I’m about to say something counter-cultural. I am grateful for COVID-19. More specifically, I am grateful for the opportunity to emerge stronger from the coronavirus craziness. The facts about the disease do not warrant the hysteria, however there is a silver lining.
- Most people who fall sick with COVID-19 experience mild to moderate symptoms and recover without special treatment.
- In my home county of Pennsylvania, Allegheny County, there were more fatalities due to alcohol-related vehicle accidents in 2018, than there are COVID-19 related deaths to date.
- Over 50% of the COVID-19 deaths (844) in PA were in Philadelphia county and the three bordering suburban counties in PA, Montgomery, Delaware and Bucks.
Now, I do not offer this small subset of data to dispute the seriousness of the pandemic. However, I do offer them as a matter of perspective. As a law-abiding citizen, I am willing to take prudent measures to mitigate the risk of transmission as I function day-in and day-out in society. To assume any less of me is insulting and juvenile. I take offense to Governor Wolf’s coercion of the good people of PA. He has bullied most of us into submission. Rather than trusting us to be mature, responsible adults, he has treated us like an overprotective parent of teenagers. I am as likely to be killed behind the steering wheel of my car than I am COVID-19, and I’ve taken that educated risk my whole life.
However, there’s a silver lining. There is an opportunity for people, families and businesses to emerge stronger from the coronavirus craziness. Companies and families will be healthier because they are organic teams that are intrinsically intertwined. The Industrial Revolution served to split them into two teams. But now, thanks to COVID-19, they will be more tightly integrated once again. We’ll be better able to make a living and make a family.
The walls between “the office” and “the home” have been shattered, thank God. For 25 years, I’ve long been bothered by the separation of work and home. It seemed like even white-collar companies were designed and run as factories where employees were just cogs to be used to make a profit. The daily grind forced us to spend more time with our colleagues than with our families. Now the 9 to 5 corona grind has forced us to find a way to be as productive working with our families occupying the same space. What a blessing!
After six weeks or so, my teammates are expressing they may actually be more productive working from home. Sure, they miss the camaraderie that existed in our business office setting and believe an ideal environment would offer the flexibility of having both a business and home office.
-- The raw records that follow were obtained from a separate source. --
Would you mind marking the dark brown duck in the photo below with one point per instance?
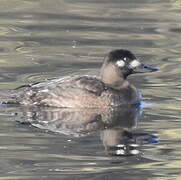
(110, 89)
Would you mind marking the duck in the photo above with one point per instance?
(110, 89)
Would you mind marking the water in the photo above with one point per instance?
(42, 39)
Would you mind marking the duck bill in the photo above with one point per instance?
(144, 69)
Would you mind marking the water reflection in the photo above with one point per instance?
(117, 126)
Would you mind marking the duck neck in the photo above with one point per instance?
(111, 77)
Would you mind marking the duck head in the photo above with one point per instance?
(119, 64)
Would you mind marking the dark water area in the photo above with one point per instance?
(43, 39)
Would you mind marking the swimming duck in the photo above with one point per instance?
(110, 89)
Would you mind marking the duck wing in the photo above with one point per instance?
(63, 92)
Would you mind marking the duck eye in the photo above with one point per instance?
(120, 63)
(135, 63)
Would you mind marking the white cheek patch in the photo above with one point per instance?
(135, 63)
(120, 63)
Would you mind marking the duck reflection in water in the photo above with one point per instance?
(117, 126)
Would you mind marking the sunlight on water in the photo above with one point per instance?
(44, 39)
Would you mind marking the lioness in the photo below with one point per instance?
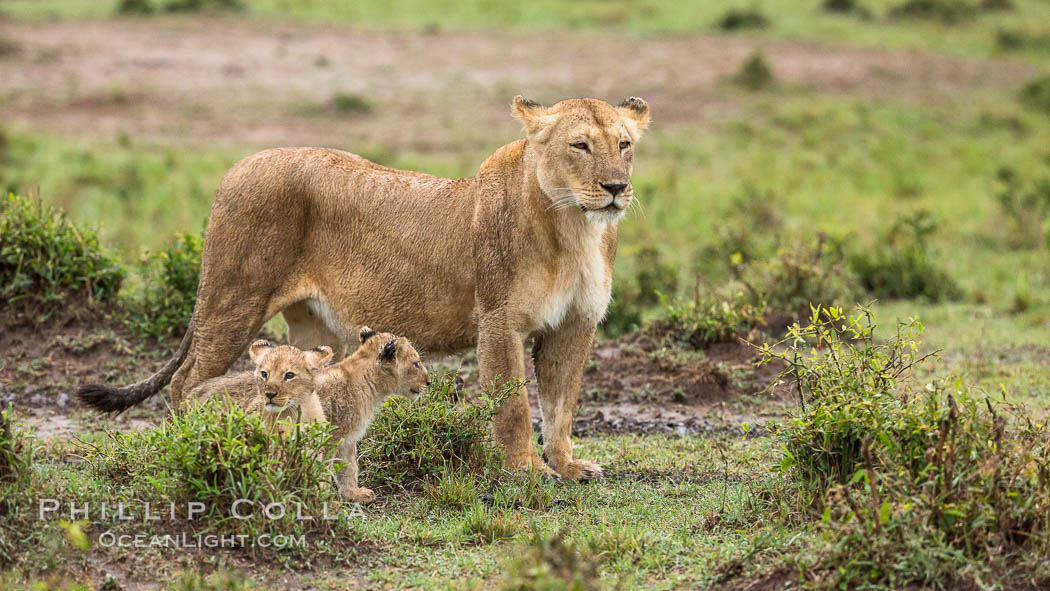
(524, 248)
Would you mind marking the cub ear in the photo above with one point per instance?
(318, 356)
(258, 349)
(537, 118)
(366, 334)
(389, 352)
(635, 113)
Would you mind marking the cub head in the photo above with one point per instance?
(285, 375)
(398, 360)
(584, 150)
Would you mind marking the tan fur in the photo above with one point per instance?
(524, 248)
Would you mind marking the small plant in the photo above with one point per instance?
(914, 484)
(47, 262)
(901, 265)
(1035, 95)
(633, 295)
(948, 12)
(551, 564)
(1026, 208)
(351, 103)
(755, 74)
(166, 303)
(736, 19)
(704, 320)
(414, 441)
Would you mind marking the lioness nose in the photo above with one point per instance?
(614, 188)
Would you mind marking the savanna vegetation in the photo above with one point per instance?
(880, 234)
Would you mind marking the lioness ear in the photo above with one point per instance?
(537, 118)
(258, 349)
(635, 113)
(318, 356)
(389, 352)
(366, 334)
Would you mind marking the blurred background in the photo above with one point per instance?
(889, 150)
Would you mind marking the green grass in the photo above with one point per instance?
(786, 19)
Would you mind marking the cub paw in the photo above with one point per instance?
(361, 495)
(581, 470)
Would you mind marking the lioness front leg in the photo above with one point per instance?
(501, 354)
(560, 356)
(348, 476)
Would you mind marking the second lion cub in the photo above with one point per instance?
(289, 382)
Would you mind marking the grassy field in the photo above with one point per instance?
(867, 122)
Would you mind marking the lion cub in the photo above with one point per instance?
(352, 391)
(281, 386)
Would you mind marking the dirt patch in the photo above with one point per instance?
(636, 384)
(229, 81)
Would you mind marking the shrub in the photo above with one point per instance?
(803, 272)
(916, 484)
(901, 265)
(1026, 207)
(149, 6)
(351, 103)
(166, 303)
(736, 19)
(638, 292)
(46, 260)
(413, 441)
(1035, 95)
(217, 452)
(755, 72)
(948, 12)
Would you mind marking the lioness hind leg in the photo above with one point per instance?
(307, 331)
(560, 357)
(221, 334)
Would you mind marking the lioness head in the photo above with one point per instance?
(585, 149)
(285, 375)
(398, 360)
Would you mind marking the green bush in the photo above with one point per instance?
(1035, 95)
(755, 74)
(149, 6)
(706, 320)
(633, 295)
(217, 452)
(1026, 207)
(415, 441)
(804, 272)
(47, 264)
(914, 484)
(165, 305)
(736, 19)
(948, 12)
(901, 266)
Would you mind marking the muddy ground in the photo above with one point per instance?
(633, 384)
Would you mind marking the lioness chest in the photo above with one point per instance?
(578, 282)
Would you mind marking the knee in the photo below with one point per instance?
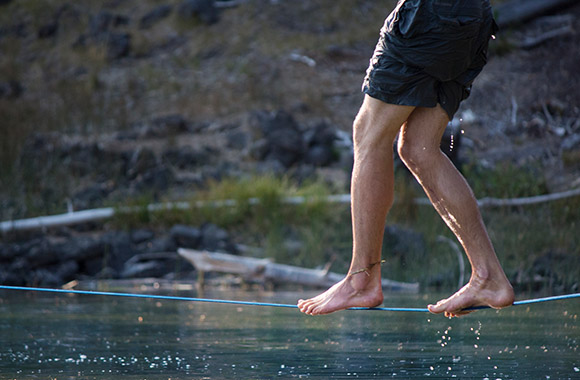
(371, 135)
(417, 156)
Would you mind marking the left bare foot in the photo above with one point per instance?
(495, 293)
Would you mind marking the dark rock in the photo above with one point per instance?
(215, 238)
(68, 271)
(11, 89)
(101, 23)
(283, 137)
(11, 278)
(90, 196)
(17, 30)
(118, 249)
(141, 270)
(154, 180)
(48, 30)
(118, 45)
(202, 10)
(164, 126)
(92, 267)
(186, 236)
(187, 158)
(155, 15)
(536, 127)
(80, 248)
(45, 278)
(321, 134)
(237, 140)
(150, 265)
(42, 254)
(320, 155)
(142, 160)
(141, 235)
(161, 244)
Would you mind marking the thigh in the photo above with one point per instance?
(379, 122)
(424, 128)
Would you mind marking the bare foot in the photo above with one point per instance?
(478, 292)
(357, 290)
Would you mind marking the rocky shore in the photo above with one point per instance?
(100, 105)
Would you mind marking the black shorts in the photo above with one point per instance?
(429, 52)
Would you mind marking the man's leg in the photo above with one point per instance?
(374, 132)
(453, 199)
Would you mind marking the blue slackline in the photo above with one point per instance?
(249, 303)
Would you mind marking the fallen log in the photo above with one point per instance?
(519, 11)
(101, 214)
(266, 271)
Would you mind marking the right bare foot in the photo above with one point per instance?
(355, 290)
(496, 293)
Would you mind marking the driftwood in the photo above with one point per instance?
(519, 11)
(532, 42)
(266, 271)
(86, 216)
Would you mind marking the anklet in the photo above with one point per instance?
(366, 269)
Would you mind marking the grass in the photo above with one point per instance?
(538, 245)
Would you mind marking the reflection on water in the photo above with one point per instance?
(108, 338)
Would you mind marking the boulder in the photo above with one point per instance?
(155, 15)
(282, 138)
(202, 10)
(11, 89)
(186, 236)
(118, 45)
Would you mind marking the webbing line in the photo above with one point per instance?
(249, 303)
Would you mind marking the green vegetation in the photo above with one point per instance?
(538, 245)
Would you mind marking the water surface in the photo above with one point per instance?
(97, 337)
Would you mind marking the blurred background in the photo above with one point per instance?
(116, 103)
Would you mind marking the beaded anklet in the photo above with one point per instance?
(366, 269)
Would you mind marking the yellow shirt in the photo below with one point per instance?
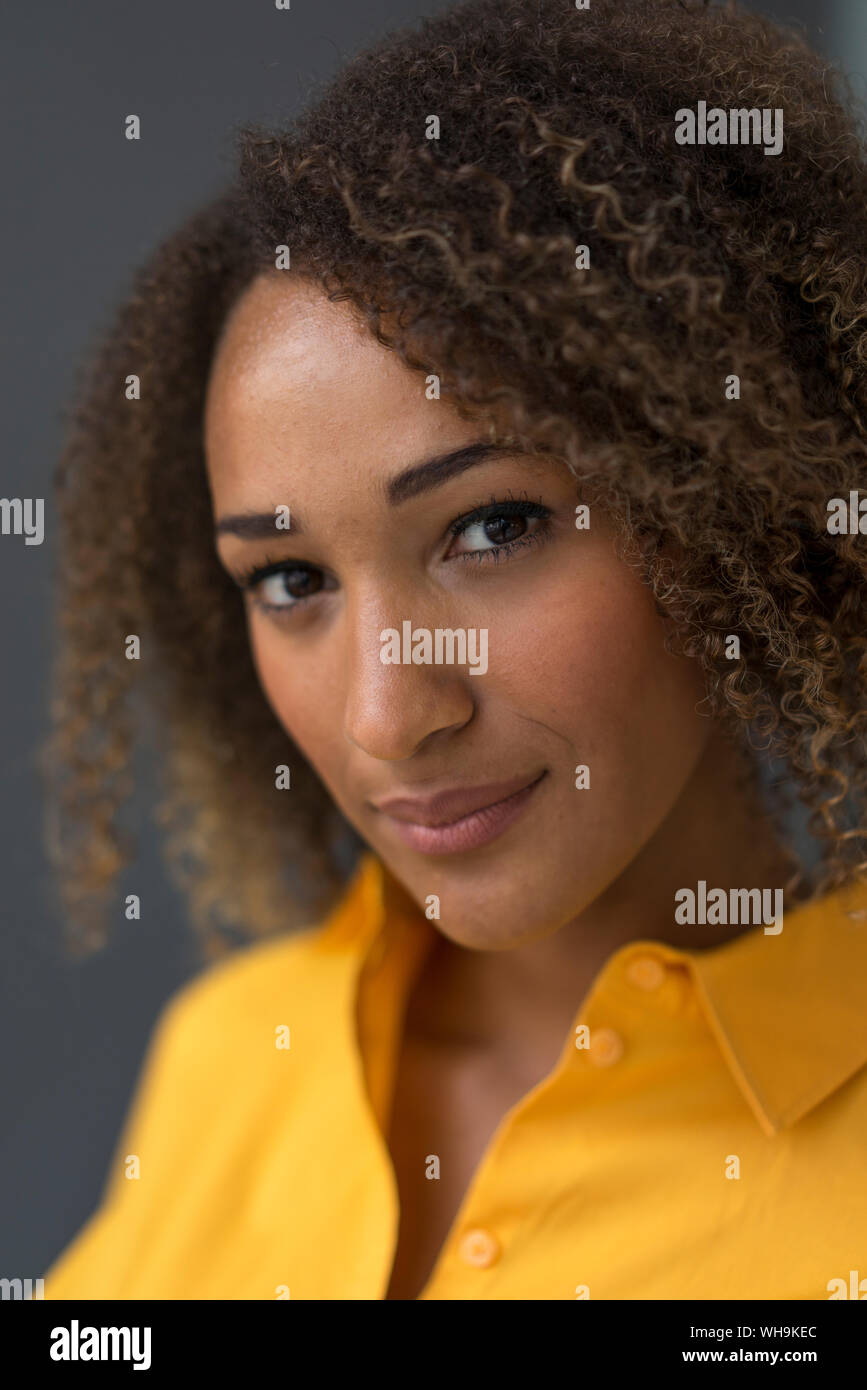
(709, 1143)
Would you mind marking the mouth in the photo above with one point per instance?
(460, 819)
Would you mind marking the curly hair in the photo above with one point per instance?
(556, 129)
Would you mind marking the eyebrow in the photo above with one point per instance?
(417, 478)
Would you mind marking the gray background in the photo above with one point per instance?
(84, 207)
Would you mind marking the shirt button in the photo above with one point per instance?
(645, 973)
(377, 954)
(480, 1248)
(606, 1047)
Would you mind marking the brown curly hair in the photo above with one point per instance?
(556, 129)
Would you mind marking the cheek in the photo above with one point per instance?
(296, 692)
(589, 662)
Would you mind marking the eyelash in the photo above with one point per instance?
(252, 577)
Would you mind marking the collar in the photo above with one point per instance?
(788, 1011)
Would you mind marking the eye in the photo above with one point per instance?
(498, 528)
(282, 585)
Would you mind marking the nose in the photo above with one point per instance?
(391, 709)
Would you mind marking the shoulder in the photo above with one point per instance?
(270, 982)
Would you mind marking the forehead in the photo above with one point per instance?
(285, 337)
(299, 380)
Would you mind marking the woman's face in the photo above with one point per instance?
(461, 774)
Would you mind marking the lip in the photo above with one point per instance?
(459, 819)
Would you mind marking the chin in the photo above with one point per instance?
(498, 909)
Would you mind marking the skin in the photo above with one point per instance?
(306, 409)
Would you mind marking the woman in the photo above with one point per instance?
(517, 420)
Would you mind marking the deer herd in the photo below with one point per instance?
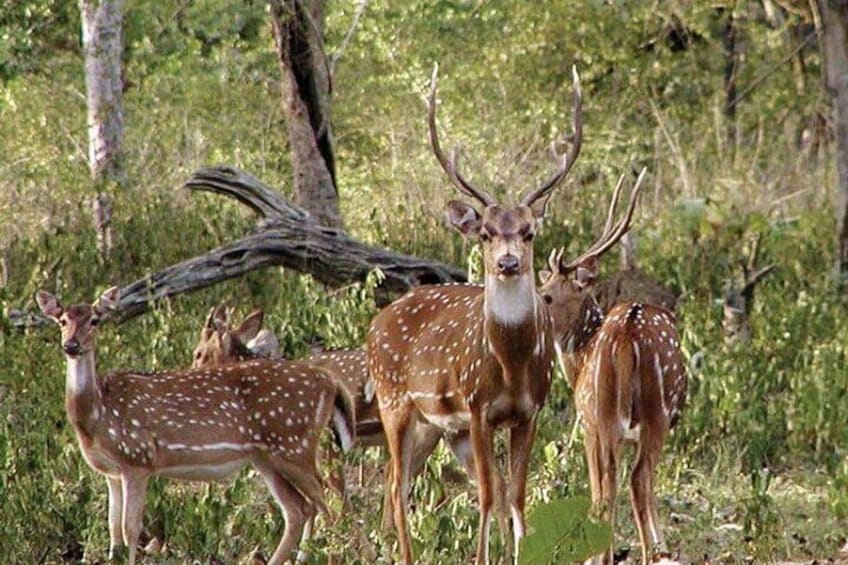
(455, 362)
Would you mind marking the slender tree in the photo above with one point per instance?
(306, 85)
(102, 47)
(834, 15)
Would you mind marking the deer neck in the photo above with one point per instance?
(82, 396)
(509, 303)
(510, 321)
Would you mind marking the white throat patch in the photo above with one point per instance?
(510, 302)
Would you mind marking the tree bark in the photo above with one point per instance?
(288, 236)
(102, 46)
(306, 84)
(834, 15)
(730, 40)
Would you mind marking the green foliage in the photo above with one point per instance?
(561, 531)
(762, 442)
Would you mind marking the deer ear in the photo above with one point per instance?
(107, 302)
(251, 325)
(463, 217)
(586, 272)
(49, 305)
(220, 326)
(539, 207)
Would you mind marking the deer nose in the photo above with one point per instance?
(71, 347)
(508, 265)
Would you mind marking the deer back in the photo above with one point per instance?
(166, 420)
(434, 348)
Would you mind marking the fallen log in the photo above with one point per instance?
(287, 236)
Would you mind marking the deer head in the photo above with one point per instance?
(566, 287)
(221, 344)
(505, 233)
(79, 322)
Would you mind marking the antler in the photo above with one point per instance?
(566, 161)
(449, 165)
(218, 312)
(611, 234)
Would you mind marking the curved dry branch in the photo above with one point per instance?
(288, 236)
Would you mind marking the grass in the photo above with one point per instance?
(757, 469)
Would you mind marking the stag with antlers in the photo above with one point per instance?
(223, 342)
(627, 374)
(458, 360)
(198, 424)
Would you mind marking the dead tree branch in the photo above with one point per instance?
(287, 236)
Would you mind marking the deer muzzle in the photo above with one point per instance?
(508, 265)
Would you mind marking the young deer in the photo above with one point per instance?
(221, 342)
(627, 374)
(200, 424)
(455, 359)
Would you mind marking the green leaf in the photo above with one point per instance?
(563, 529)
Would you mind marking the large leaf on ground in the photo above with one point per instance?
(563, 530)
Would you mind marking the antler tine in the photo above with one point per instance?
(208, 324)
(554, 259)
(566, 161)
(613, 205)
(449, 166)
(604, 243)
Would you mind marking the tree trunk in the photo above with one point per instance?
(306, 83)
(288, 236)
(834, 15)
(102, 46)
(730, 40)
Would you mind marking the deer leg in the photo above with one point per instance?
(593, 464)
(296, 512)
(482, 444)
(654, 530)
(460, 445)
(640, 492)
(426, 439)
(306, 536)
(399, 427)
(116, 505)
(135, 489)
(520, 443)
(609, 484)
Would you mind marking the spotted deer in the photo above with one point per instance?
(627, 374)
(222, 342)
(464, 361)
(197, 424)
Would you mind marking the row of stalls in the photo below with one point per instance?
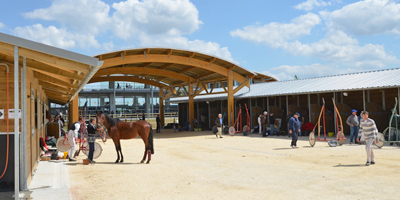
(36, 107)
(379, 101)
(38, 74)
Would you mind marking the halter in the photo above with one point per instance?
(102, 117)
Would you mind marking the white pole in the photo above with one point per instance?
(16, 123)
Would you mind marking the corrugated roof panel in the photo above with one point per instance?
(356, 81)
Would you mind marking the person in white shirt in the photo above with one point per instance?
(73, 131)
(259, 124)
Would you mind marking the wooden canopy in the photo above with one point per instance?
(176, 72)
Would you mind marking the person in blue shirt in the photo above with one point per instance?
(294, 129)
(219, 123)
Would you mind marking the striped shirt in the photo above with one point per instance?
(368, 128)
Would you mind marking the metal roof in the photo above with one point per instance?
(54, 51)
(379, 79)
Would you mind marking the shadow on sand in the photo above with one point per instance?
(354, 165)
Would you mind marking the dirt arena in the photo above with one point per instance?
(197, 165)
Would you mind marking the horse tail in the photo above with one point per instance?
(150, 140)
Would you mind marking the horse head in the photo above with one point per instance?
(100, 118)
(48, 116)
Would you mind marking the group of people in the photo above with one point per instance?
(360, 126)
(78, 129)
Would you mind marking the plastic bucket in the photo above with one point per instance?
(85, 161)
(331, 134)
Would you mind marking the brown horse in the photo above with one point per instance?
(118, 130)
(48, 116)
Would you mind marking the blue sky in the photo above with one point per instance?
(306, 38)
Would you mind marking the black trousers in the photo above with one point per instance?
(91, 150)
(295, 135)
(158, 130)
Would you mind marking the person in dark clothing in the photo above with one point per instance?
(158, 121)
(272, 122)
(264, 123)
(294, 129)
(219, 122)
(91, 138)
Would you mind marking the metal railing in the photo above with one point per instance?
(128, 117)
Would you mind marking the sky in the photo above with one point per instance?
(307, 38)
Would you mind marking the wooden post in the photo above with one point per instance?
(191, 104)
(230, 97)
(73, 112)
(161, 103)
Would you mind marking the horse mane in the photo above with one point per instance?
(112, 121)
In other words, they’re affirming what I’ve long said, “My office is wherever I am.” Since the Internet was commercialized in the 1990’s, I’ve professed those words.
So, with all due respect to the seriousness of the pandemic and despite my frustration with not being treated like a mature adult, I am so grateful for COVID-19. It has hastened the opportunity to redefine the meaning of work and home in a much healthier way. It has created more openness and awareness that professionals can be trusted to be productive no matter where they are. It gives everyone a better ability to meet our most innate need, the need to feel significant, which is not possible unless what we do contributes to the welfare of others. That includes our teammates, communities and families.
I am thankful for the 9 to 5 corona grind. I am grateful for it’s silver lining.